After using Shovill to assemble paired-end NGS reads for DNAseq data I am hoping to filter my FASTA output file based off the coverage of each assembled contig. The output for Shovill is a FASTA file that contains a unique contig ID and a coverage value. Using “filter FASTA” on galaxy, I want to output a FASTA file with contigs that have a coverage greater than 1000. Can I use “filter FASTA” for this and if so what is an example of the regular python expression that would work to filter for coverage?
Yes, if the coverage value is somewhere in a line of text data, it can be parsed out and/or filtered on.
The tool you mention is a good choice, but it isn’t installed at Galaxy Main https://usegalaxy.org. It is installed at Galaxy EU https://usegalaxy.eu. The post is tagged as usegalaxy.org (??) – may be a simple mistake? Please clarify the server by URL and that this is the tool you intend to use:
Filter FASTA on the headers and/or the sequences (Galaxy Version 2.1)
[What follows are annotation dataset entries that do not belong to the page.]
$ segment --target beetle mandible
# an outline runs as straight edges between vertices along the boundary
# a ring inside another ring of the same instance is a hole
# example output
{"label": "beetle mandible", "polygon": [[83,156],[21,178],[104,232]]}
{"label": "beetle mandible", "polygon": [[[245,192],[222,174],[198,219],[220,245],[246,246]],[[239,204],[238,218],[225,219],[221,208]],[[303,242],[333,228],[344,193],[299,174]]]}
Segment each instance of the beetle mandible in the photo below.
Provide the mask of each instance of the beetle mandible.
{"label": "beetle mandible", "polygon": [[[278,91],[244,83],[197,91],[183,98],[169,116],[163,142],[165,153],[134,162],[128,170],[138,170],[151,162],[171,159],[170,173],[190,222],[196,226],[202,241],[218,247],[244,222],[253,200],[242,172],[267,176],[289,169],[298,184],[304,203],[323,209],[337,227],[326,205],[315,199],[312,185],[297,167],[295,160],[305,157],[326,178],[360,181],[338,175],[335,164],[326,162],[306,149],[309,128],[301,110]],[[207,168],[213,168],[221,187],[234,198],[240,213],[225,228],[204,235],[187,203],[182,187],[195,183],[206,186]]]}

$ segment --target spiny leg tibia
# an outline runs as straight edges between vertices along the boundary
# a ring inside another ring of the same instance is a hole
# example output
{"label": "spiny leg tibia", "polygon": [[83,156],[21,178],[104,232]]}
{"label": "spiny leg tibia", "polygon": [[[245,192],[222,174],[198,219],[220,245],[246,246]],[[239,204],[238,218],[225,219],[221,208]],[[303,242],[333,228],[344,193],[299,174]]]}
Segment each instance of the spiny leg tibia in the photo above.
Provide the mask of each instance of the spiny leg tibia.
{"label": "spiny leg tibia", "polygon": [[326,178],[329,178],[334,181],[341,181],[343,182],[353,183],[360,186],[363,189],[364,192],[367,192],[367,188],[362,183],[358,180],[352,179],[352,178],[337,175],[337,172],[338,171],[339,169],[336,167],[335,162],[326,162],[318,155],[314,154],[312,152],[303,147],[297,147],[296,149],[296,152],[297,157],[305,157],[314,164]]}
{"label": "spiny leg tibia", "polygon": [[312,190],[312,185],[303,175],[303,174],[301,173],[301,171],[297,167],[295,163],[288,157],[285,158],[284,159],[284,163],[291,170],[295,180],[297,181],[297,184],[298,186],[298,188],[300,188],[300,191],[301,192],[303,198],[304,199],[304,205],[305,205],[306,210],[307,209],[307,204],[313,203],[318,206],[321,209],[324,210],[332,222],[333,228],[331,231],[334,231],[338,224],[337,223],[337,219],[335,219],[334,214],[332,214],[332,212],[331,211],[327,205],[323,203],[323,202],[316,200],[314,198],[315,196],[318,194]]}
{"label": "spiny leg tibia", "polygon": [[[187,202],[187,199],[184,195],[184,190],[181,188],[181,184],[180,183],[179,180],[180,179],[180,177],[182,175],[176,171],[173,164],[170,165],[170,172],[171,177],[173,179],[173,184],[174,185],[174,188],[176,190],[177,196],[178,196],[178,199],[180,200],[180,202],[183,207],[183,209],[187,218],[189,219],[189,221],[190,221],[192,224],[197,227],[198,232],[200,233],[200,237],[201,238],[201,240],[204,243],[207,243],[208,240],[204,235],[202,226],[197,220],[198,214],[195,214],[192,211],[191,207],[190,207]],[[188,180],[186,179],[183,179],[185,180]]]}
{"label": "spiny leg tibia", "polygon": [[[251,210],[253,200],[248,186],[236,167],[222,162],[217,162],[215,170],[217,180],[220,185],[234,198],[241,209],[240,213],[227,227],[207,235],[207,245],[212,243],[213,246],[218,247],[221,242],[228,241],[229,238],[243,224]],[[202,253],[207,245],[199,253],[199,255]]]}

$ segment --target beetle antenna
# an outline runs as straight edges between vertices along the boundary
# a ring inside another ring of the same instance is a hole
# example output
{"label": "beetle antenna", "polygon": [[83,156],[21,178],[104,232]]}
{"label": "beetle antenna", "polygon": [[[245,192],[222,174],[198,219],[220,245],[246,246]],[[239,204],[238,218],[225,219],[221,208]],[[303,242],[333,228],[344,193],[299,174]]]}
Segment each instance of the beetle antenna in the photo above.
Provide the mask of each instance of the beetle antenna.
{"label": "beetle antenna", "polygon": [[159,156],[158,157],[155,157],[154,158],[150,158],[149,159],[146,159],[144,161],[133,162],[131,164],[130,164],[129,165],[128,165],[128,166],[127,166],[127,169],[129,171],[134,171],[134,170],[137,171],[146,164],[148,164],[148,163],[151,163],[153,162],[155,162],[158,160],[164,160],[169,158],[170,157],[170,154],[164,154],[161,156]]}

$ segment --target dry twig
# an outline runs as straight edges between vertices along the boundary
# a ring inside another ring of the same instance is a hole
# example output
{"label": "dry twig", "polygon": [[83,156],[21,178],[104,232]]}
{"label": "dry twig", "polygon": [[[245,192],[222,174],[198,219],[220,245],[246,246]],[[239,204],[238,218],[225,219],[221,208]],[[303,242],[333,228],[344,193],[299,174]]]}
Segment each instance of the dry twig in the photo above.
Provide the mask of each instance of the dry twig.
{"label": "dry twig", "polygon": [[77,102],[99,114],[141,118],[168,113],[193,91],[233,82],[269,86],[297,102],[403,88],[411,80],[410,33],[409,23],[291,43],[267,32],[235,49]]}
If you share an example of a few of your fasta title lines (the full “>” line for at least three fasta records) we can help you to construct a regular expression. If your contig fasta dataset is large (too large to scroll through to copy/paste out three title lines) you can filter out just the title lines with the tool/expression:
Select lines that match an expression (Galaxy Version 1.0.1)
using the regular expression ^>.
The Select tool could also be used for the full fasta filtering, but that would require converting the data to tabular format first, then back to fasta again after. If you want to do it that way, just state so. The regular expression to use will be a bit different between the two tools.
Should you decide to post back a few of your fasta title lines, be sure to preserve the formatting by using the “block quote” format option (“quote” icon at the top of where you write your reply back to this post). That should be enough information, but if not, I’ll ask you to share a history link with me (privately) to review your exact data. Whitespace (spaces, tabs, etc) can look the same with copy/paste functions, and sometimes matter.
Thank you for your response. Yes! This is meant for usegalaxy.eu. My FASTA files are relatively small and the first three lines of one of my samples are posted below. These contigs are pretty short because they are sequences from a viral genome of about 1200bp.
I am hoping to filter for contigs that have a coverage greater than 500.
Just to make sure I have the formatting correct, is there really a space in between the > and contigNNNN content in your dataset?
I did change the way the formatting was displayed here (forgot that “block quote” doesn’t handle lines that start with a > very well). Adding in “four spaces” before each line worked better quote it accurately and I think it preserved your original intended format, but need to confirm that. Please review what is displayed now.
A space in that location will cause problems with any tool expecting fasta format. Please clarify, then we can get that removed with a different tool, and proceed with the Filter Fasta tool.
FAQ for fasta formatting. Don’t worry about the description line content, you want that preserved for your current use case, so it can be filtered on. But the reads do need to have a correct identifier. Each part of the “>” fasta title line is explained in the FAQ if this seems confusing. https://galaxyproject.org/learn/datatypes/#fasta
Thank you for clarifying. There is not a space. Below is an example from one line of the FASTA file. Other than that your corrected format matches my file.